# Y= (x^2 + y^2)/xy ODE

1. Aug 27, 2005

### asdf1

for this O.D.E. :
y= (x^2 + y^2)/xy
it's unseparable, so what other methods can there be taken?

2. Aug 27, 2005

### EvLer

It's a change of variables case (actually excercise #1 in my book on this topic), the way you do this is check to see whether f(x,y) = f(tx,ty), where f(x,y) = dy/dx.
So if you substitute tx and ty for x and y respectively, you'll see that equality holds. Then do following substitution: y = x V(x) into the DE and see what you get with applying dy/dx and some simplifications. It should reduce to separable equation.

3. Aug 27, 2005

### Galileo

This is just like the post about the other ODE. You can write it as:

$$y'=x/y+y/x$$

Again, with the substitution z=y/x it becomes:

$$z+xz'=1/z+z$$
or
$$z'=1/(xz)$$
which is separable.

4. Aug 28, 2005

### GCT

it's homogenous, separable, use v=y/x

5. Aug 30, 2005

ok, thanks!

6. Sep 3, 2005

### asdf1

here's my work:
y=x/y +x/y
suppose y=vx
=>v=y/x
=> y=v+xv
so v+xv=1/v+v
=> vdv=dx/x
=> v^2=ln[absolute value(x)]+c`
=> (y^2)/(x^2)=ln[absolute value(x)]+c
=> y^2=2(x^2)ln[absolute value(x)]+cx^2
now if i take the square root on both sides, there should be a positive and negative sign on the right~
the correct answer should only have the positive sign, but how can you be sure that it should be positive?

7. Sep 3, 2005

### Galileo

Whoopsie, you've forgot a factor 1/2 on the left side.

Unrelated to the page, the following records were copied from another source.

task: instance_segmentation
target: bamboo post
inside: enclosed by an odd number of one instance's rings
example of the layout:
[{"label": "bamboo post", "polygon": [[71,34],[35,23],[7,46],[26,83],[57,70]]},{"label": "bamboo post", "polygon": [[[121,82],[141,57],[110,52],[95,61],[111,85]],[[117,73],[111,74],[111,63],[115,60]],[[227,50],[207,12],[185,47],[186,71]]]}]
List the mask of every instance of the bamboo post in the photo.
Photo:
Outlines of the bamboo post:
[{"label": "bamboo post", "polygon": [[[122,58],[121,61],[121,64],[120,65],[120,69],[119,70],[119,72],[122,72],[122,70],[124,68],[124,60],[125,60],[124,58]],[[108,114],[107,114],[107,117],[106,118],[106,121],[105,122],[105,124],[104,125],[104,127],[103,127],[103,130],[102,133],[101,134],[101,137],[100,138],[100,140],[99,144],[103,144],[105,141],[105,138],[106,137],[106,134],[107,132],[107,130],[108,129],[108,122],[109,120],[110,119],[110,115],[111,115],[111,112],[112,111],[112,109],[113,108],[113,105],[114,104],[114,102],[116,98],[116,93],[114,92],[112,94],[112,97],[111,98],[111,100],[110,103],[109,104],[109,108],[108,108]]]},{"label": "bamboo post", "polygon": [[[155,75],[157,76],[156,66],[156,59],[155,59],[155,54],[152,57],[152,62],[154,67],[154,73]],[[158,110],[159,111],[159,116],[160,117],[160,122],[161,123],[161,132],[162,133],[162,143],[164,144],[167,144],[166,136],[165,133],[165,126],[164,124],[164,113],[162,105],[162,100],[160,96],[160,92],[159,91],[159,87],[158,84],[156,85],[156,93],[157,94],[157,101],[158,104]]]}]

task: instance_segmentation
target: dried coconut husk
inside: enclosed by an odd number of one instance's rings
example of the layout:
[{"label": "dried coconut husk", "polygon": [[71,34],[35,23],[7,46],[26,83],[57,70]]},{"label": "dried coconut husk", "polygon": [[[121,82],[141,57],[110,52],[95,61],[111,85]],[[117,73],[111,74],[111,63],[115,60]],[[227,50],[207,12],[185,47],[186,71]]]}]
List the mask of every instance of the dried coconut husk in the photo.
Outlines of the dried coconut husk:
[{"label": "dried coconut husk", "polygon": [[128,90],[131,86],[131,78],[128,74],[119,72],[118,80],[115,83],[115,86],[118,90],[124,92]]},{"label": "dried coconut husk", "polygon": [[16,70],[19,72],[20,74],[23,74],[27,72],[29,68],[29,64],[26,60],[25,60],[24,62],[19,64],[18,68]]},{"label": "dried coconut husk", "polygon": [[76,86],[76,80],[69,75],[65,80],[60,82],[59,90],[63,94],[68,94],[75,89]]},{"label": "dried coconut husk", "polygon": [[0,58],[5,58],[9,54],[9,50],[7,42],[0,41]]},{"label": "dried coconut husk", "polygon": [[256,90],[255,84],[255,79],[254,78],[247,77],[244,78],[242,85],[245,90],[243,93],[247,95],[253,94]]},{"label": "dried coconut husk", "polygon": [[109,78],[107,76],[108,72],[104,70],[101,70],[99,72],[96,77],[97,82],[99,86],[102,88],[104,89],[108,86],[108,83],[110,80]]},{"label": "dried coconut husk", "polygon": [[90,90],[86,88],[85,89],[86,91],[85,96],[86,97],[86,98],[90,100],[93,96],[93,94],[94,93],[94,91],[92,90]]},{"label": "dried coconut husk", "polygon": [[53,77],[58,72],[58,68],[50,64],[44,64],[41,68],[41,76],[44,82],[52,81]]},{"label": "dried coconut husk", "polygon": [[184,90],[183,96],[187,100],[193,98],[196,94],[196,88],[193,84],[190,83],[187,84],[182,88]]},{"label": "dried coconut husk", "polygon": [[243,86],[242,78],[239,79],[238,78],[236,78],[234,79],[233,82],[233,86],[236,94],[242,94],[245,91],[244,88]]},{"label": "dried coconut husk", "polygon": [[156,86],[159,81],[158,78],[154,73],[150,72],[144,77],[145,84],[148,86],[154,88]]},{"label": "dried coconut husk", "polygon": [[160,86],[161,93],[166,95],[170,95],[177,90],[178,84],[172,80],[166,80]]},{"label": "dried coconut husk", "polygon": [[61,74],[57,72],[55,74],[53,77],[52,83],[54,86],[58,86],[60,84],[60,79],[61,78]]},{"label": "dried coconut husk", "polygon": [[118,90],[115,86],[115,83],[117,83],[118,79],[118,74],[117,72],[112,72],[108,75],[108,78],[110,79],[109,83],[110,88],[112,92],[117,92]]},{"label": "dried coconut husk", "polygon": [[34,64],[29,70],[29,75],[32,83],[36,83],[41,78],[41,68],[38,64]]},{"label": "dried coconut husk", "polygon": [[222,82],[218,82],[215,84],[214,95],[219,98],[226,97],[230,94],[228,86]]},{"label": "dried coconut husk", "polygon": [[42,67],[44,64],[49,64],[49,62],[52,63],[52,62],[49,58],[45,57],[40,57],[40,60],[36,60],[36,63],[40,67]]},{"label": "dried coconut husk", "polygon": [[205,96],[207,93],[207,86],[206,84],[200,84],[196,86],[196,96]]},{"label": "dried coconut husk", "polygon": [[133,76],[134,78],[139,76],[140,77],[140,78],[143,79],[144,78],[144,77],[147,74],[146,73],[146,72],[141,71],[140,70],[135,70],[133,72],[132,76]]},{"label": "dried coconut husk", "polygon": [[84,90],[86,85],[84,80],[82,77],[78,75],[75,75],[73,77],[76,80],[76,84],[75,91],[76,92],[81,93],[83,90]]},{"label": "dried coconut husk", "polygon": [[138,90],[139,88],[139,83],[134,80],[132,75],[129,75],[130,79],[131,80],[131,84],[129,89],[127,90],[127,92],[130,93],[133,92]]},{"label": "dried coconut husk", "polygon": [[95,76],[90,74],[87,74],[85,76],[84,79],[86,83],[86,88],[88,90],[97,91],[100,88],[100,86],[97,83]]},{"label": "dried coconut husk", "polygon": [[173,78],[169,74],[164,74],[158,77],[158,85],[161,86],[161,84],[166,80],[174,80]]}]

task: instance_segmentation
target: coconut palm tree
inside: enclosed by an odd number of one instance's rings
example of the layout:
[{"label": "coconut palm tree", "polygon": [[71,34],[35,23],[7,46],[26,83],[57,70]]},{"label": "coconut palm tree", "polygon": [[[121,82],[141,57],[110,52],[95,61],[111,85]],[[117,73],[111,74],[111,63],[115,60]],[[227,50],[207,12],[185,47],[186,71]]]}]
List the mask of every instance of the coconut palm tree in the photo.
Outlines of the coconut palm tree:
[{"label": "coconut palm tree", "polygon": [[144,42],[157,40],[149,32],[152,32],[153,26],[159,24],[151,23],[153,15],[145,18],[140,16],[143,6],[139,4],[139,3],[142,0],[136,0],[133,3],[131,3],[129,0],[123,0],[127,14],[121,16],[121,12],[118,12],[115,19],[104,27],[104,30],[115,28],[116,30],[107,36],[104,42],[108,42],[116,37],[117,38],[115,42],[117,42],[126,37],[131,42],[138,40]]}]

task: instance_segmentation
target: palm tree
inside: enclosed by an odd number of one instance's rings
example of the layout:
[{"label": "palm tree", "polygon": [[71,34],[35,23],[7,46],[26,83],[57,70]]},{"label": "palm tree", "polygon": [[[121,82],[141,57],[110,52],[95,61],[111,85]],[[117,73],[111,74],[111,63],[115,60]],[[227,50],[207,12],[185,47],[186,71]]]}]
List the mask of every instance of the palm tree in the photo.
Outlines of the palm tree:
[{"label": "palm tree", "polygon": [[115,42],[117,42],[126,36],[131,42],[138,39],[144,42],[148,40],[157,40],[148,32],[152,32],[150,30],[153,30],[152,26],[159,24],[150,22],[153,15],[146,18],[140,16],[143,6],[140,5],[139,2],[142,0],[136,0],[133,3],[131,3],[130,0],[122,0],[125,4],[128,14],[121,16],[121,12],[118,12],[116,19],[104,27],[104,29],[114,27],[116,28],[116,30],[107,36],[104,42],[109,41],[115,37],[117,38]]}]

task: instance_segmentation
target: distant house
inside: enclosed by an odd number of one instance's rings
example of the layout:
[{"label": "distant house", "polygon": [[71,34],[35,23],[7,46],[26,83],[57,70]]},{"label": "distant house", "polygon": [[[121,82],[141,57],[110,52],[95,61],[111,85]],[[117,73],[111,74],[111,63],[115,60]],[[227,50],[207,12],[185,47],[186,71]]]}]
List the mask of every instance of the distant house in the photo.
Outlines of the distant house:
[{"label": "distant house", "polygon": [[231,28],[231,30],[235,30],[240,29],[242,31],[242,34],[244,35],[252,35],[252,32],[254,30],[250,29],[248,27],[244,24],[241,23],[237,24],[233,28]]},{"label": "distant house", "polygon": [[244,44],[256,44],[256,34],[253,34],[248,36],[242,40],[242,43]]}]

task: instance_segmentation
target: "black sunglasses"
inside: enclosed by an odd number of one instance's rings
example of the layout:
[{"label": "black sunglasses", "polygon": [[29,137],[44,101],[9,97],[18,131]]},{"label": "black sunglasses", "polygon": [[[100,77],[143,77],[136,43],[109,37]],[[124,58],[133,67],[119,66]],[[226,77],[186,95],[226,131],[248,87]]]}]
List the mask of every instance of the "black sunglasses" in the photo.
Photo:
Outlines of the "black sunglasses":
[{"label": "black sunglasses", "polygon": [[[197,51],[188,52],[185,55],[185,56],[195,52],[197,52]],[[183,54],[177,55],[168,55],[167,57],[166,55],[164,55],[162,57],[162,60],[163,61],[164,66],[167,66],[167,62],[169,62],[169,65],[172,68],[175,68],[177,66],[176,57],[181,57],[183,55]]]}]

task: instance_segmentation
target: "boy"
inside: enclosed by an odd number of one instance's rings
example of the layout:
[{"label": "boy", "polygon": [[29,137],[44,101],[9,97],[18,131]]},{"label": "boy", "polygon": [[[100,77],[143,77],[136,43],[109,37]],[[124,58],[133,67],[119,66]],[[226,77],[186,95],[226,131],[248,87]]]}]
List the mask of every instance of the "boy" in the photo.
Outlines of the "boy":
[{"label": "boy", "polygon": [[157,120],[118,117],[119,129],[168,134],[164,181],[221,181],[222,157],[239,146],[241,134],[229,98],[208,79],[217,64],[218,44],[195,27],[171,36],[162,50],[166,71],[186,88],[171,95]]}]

You can use either sign, both will be valid solutions to the ODE. This becomes clear when you plug y back into the ODE to check if it works out. Then, with the benefit of hindsight, you could foresee this, since if y is one solution, then the other is -y and it's derivative is -y'. If you write the ODE as xyy'=x^2+y^2 you can see that if y is a solution, then -y is too.

Ofcourse, if you're given a boundary value or initial value/condition then there will be only one solution. (otherwise the problem is ill-stated).